Detailed explanation of Java serializable and externalizable serialization and deserialization — to
1、 What is serialization? "Object serialization" has been a feature since Java 1.1. In short, it can convert an object (marking the type of object) and its state into bytecode, save it (it can be saved in database, memory, file, etc.), and then restore its state (that is, deserialization) at an appropriate time. Serialization can be done not only locally, but also through the network. It automatically shields operating system differences, byte order, etc. For example, an object is generated and serialized on the windows platform, and then transmitted to a UNIX machine through the network, You can then refactor correctly on this UNIX machine (deserialization) this object.
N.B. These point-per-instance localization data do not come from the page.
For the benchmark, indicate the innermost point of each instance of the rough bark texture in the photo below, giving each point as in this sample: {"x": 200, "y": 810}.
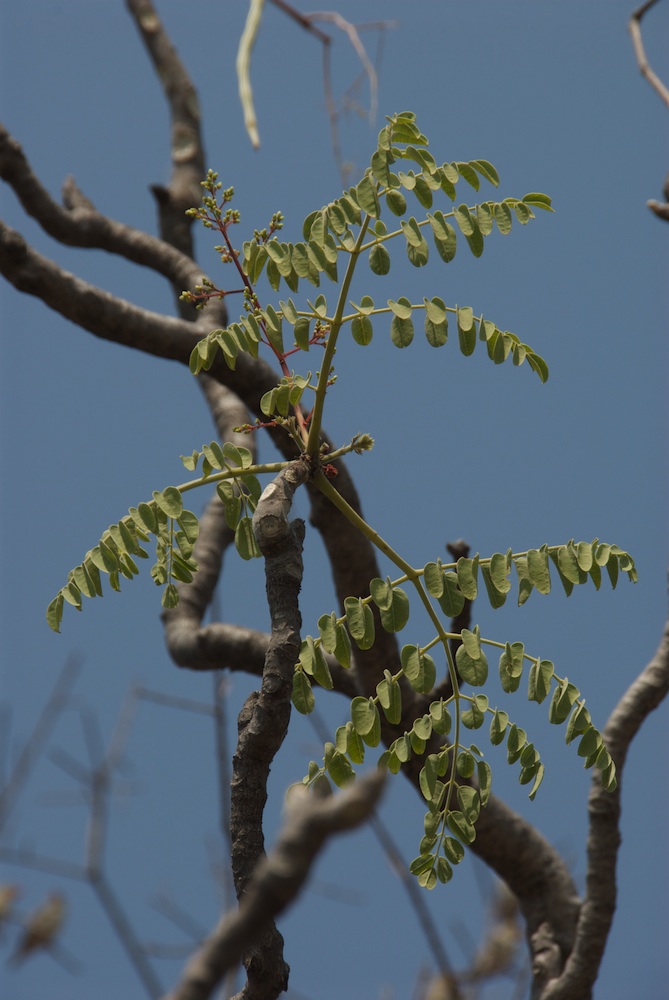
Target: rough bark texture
{"x": 566, "y": 936}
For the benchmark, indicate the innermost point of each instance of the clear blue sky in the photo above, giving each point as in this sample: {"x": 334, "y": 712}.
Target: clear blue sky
{"x": 550, "y": 93}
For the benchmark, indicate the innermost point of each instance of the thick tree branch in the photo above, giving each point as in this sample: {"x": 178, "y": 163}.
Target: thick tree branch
{"x": 596, "y": 915}
{"x": 661, "y": 209}
{"x": 278, "y": 879}
{"x": 79, "y": 223}
{"x": 263, "y": 721}
{"x": 187, "y": 150}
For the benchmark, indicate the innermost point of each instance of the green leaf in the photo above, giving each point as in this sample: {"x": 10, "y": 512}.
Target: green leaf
{"x": 416, "y": 245}
{"x": 419, "y": 668}
{"x": 511, "y": 666}
{"x": 498, "y": 726}
{"x": 444, "y": 235}
{"x": 436, "y": 333}
{"x": 169, "y": 501}
{"x": 381, "y": 592}
{"x": 500, "y": 567}
{"x": 515, "y": 743}
{"x": 245, "y": 540}
{"x": 361, "y": 330}
{"x": 525, "y": 585}
{"x": 302, "y": 332}
{"x": 340, "y": 770}
{"x": 461, "y": 827}
{"x": 379, "y": 259}
{"x": 486, "y": 170}
{"x": 472, "y": 642}
{"x": 503, "y": 217}
{"x": 466, "y": 330}
{"x": 402, "y": 308}
{"x": 390, "y": 698}
{"x": 396, "y": 202}
{"x": 538, "y": 566}
{"x": 54, "y": 612}
{"x": 396, "y": 616}
{"x": 564, "y": 696}
{"x": 495, "y": 596}
{"x": 452, "y": 600}
{"x": 467, "y": 570}
{"x": 302, "y": 696}
{"x": 441, "y": 719}
{"x": 539, "y": 681}
{"x": 433, "y": 576}
{"x": 538, "y": 200}
{"x": 472, "y": 671}
{"x": 367, "y": 197}
{"x": 401, "y": 331}
{"x": 360, "y": 621}
{"x": 366, "y": 305}
{"x": 363, "y": 715}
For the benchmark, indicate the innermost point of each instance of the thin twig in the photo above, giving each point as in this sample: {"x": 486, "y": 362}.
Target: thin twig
{"x": 43, "y": 727}
{"x": 640, "y": 52}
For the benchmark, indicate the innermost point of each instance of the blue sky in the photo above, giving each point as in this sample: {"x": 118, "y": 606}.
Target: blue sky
{"x": 550, "y": 93}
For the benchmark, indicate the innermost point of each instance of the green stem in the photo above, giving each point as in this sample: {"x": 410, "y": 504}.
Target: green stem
{"x": 313, "y": 441}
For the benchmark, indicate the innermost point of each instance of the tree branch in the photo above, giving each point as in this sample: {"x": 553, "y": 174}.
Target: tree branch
{"x": 80, "y": 224}
{"x": 596, "y": 915}
{"x": 187, "y": 151}
{"x": 263, "y": 721}
{"x": 278, "y": 879}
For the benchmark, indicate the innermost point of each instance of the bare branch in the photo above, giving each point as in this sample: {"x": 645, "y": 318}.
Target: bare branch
{"x": 278, "y": 879}
{"x": 596, "y": 915}
{"x": 188, "y": 167}
{"x": 40, "y": 734}
{"x": 640, "y": 53}
{"x": 79, "y": 223}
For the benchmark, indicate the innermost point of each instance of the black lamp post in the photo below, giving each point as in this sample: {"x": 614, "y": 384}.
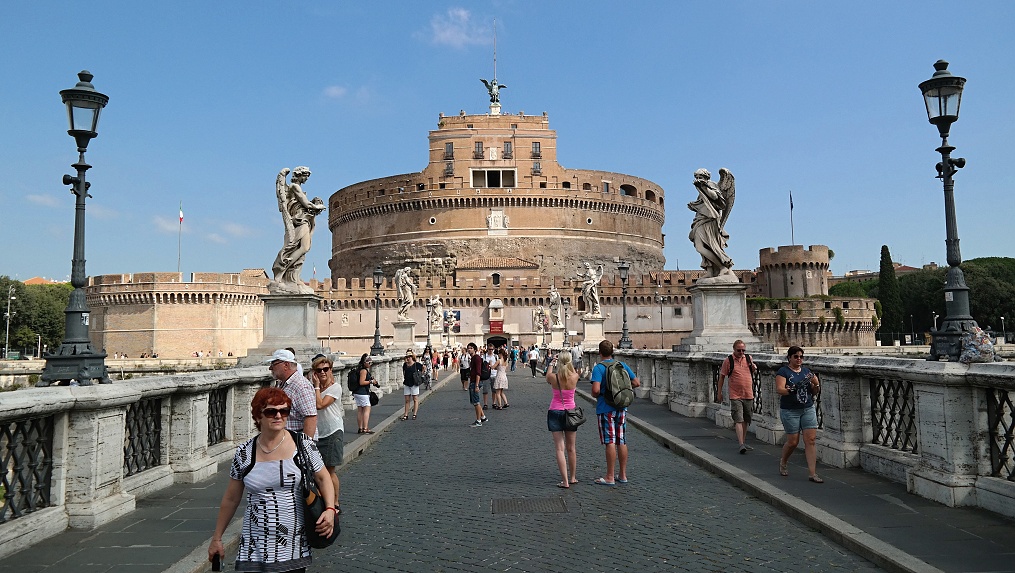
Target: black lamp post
{"x": 378, "y": 348}
{"x": 623, "y": 267}
{"x": 429, "y": 310}
{"x": 75, "y": 359}
{"x": 566, "y": 304}
{"x": 943, "y": 95}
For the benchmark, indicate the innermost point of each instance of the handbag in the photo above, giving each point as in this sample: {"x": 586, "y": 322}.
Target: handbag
{"x": 314, "y": 502}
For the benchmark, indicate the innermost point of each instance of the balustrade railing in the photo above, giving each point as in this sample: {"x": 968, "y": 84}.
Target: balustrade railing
{"x": 26, "y": 450}
{"x": 892, "y": 415}
{"x": 1002, "y": 430}
{"x": 143, "y": 440}
{"x": 216, "y": 415}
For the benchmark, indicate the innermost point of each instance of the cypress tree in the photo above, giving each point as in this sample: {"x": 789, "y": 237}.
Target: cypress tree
{"x": 891, "y": 301}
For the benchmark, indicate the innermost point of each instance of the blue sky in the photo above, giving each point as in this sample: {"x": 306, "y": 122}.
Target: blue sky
{"x": 208, "y": 100}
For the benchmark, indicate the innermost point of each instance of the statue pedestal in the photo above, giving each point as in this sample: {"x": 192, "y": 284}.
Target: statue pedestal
{"x": 594, "y": 333}
{"x": 289, "y": 321}
{"x": 557, "y": 337}
{"x": 720, "y": 318}
{"x": 404, "y": 336}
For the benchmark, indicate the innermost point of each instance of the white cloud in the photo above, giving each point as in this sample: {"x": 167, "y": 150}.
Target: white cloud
{"x": 44, "y": 200}
{"x": 458, "y": 29}
{"x": 335, "y": 91}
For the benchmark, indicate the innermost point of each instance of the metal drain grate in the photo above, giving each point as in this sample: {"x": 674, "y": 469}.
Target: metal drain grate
{"x": 530, "y": 505}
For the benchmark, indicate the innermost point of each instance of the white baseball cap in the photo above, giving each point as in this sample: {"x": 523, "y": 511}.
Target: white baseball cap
{"x": 283, "y": 355}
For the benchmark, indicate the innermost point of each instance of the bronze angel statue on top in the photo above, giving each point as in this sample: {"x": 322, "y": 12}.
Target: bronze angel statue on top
{"x": 493, "y": 88}
{"x": 712, "y": 210}
{"x": 297, "y": 217}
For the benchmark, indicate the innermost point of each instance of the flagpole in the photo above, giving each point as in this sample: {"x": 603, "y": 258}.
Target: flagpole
{"x": 180, "y": 235}
{"x": 793, "y": 234}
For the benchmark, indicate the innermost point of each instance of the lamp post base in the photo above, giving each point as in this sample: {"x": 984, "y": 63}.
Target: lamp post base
{"x": 75, "y": 362}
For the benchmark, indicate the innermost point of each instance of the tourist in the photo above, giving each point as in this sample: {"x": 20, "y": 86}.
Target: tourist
{"x": 563, "y": 380}
{"x": 612, "y": 421}
{"x": 500, "y": 381}
{"x": 331, "y": 423}
{"x": 475, "y": 369}
{"x": 412, "y": 378}
{"x": 740, "y": 368}
{"x": 268, "y": 541}
{"x": 289, "y": 377}
{"x": 361, "y": 396}
{"x": 797, "y": 386}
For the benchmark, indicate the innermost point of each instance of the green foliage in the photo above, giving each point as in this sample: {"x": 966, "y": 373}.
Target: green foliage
{"x": 888, "y": 294}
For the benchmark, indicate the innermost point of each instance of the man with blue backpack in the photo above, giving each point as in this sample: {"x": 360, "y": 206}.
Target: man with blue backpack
{"x": 613, "y": 384}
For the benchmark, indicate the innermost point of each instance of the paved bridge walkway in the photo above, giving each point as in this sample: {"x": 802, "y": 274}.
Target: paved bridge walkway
{"x": 434, "y": 494}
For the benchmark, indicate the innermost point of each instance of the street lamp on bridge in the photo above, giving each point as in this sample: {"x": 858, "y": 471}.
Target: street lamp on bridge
{"x": 75, "y": 359}
{"x": 378, "y": 348}
{"x": 943, "y": 95}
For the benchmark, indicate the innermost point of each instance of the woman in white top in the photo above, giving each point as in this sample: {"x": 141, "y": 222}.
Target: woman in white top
{"x": 331, "y": 425}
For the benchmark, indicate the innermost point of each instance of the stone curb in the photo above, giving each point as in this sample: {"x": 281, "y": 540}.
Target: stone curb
{"x": 197, "y": 560}
{"x": 852, "y": 538}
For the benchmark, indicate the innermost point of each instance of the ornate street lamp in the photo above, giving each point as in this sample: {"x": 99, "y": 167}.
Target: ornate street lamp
{"x": 566, "y": 304}
{"x": 623, "y": 267}
{"x": 6, "y": 344}
{"x": 378, "y": 348}
{"x": 75, "y": 359}
{"x": 429, "y": 310}
{"x": 943, "y": 95}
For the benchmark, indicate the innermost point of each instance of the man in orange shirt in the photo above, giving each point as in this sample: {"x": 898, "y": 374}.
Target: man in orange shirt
{"x": 740, "y": 369}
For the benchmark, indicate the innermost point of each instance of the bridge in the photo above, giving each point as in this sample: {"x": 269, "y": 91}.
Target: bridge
{"x": 89, "y": 458}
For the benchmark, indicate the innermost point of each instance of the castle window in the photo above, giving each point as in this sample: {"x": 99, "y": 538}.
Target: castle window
{"x": 493, "y": 178}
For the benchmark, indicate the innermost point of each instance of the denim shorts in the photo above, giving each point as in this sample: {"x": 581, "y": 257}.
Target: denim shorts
{"x": 800, "y": 419}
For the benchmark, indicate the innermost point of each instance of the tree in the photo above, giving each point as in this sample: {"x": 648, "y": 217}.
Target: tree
{"x": 888, "y": 295}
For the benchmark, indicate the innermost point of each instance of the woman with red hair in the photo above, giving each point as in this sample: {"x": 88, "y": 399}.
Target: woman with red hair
{"x": 271, "y": 477}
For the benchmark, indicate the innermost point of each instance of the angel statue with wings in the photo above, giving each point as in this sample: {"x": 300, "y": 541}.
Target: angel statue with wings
{"x": 297, "y": 217}
{"x": 712, "y": 210}
{"x": 493, "y": 88}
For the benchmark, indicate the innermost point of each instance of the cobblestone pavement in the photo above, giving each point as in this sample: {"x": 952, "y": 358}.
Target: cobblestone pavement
{"x": 434, "y": 494}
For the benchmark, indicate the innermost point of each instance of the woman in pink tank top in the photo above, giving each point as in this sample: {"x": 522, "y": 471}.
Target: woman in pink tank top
{"x": 562, "y": 379}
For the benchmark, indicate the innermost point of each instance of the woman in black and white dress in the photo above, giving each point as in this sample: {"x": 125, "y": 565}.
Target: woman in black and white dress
{"x": 272, "y": 536}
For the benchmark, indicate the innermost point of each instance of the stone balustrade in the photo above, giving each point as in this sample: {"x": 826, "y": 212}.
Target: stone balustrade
{"x": 944, "y": 429}
{"x": 79, "y": 456}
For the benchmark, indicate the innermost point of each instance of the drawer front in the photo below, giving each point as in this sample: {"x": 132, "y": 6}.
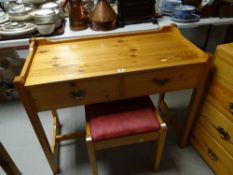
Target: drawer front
{"x": 224, "y": 62}
{"x": 161, "y": 80}
{"x": 215, "y": 156}
{"x": 218, "y": 126}
{"x": 65, "y": 94}
{"x": 222, "y": 92}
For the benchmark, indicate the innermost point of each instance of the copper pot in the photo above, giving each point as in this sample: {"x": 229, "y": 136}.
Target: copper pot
{"x": 103, "y": 17}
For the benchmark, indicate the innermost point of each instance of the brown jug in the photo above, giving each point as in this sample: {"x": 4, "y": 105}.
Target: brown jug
{"x": 76, "y": 15}
{"x": 103, "y": 17}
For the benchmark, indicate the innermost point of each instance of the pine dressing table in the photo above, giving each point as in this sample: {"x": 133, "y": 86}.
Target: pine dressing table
{"x": 72, "y": 72}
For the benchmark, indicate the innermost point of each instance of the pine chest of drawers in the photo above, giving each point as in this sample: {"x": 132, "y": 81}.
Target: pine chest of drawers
{"x": 213, "y": 135}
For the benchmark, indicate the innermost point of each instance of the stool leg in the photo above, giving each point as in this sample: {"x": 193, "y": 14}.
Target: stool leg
{"x": 160, "y": 146}
{"x": 91, "y": 153}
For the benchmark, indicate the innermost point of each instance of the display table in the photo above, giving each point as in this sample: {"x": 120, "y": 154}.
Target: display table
{"x": 164, "y": 21}
{"x": 66, "y": 73}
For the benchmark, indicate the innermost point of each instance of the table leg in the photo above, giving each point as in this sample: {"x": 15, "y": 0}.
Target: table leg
{"x": 194, "y": 105}
{"x": 35, "y": 121}
{"x": 207, "y": 37}
{"x": 7, "y": 163}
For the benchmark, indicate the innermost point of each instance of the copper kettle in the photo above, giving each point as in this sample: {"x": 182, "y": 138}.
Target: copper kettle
{"x": 76, "y": 15}
{"x": 103, "y": 17}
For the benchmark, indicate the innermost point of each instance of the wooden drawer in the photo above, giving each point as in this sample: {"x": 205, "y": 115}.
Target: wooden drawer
{"x": 65, "y": 94}
{"x": 161, "y": 80}
{"x": 215, "y": 156}
{"x": 224, "y": 62}
{"x": 218, "y": 126}
{"x": 221, "y": 93}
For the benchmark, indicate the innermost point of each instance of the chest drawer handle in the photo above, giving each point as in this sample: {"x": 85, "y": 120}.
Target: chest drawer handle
{"x": 161, "y": 81}
{"x": 212, "y": 155}
{"x": 223, "y": 134}
{"x": 78, "y": 94}
{"x": 231, "y": 107}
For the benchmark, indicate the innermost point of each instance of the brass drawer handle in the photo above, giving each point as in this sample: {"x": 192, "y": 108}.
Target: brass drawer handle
{"x": 161, "y": 82}
{"x": 77, "y": 95}
{"x": 212, "y": 155}
{"x": 223, "y": 134}
{"x": 231, "y": 107}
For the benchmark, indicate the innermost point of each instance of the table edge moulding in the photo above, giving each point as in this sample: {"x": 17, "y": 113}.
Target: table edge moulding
{"x": 70, "y": 72}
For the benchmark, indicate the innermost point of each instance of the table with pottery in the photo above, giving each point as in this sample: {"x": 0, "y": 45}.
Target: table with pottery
{"x": 26, "y": 18}
{"x": 40, "y": 18}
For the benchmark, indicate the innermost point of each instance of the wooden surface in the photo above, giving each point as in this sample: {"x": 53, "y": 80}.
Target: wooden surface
{"x": 65, "y": 73}
{"x": 212, "y": 137}
{"x": 101, "y": 56}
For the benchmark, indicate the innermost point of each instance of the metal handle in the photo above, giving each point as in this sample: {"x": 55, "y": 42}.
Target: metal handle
{"x": 212, "y": 155}
{"x": 78, "y": 94}
{"x": 223, "y": 134}
{"x": 161, "y": 82}
{"x": 231, "y": 107}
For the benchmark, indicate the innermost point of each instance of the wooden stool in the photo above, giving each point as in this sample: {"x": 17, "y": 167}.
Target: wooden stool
{"x": 123, "y": 122}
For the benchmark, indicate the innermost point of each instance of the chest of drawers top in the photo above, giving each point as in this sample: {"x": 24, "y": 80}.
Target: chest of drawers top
{"x": 57, "y": 61}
You don't have to care about how data is represented on different machines, the order of bytes or any other details. In addition, you should also understand the following points: a. the java.io.serializable interface does not have any method property field, and the class implementing it only semantically indicates that it can be serialized. B. for a serializable (serializable) during the reassembly of the object, no Builder (even the default builder) will be called. The whole object is recovered by obtaining data from InputStream. C. If a class is serializable, its subclasses are also serializable.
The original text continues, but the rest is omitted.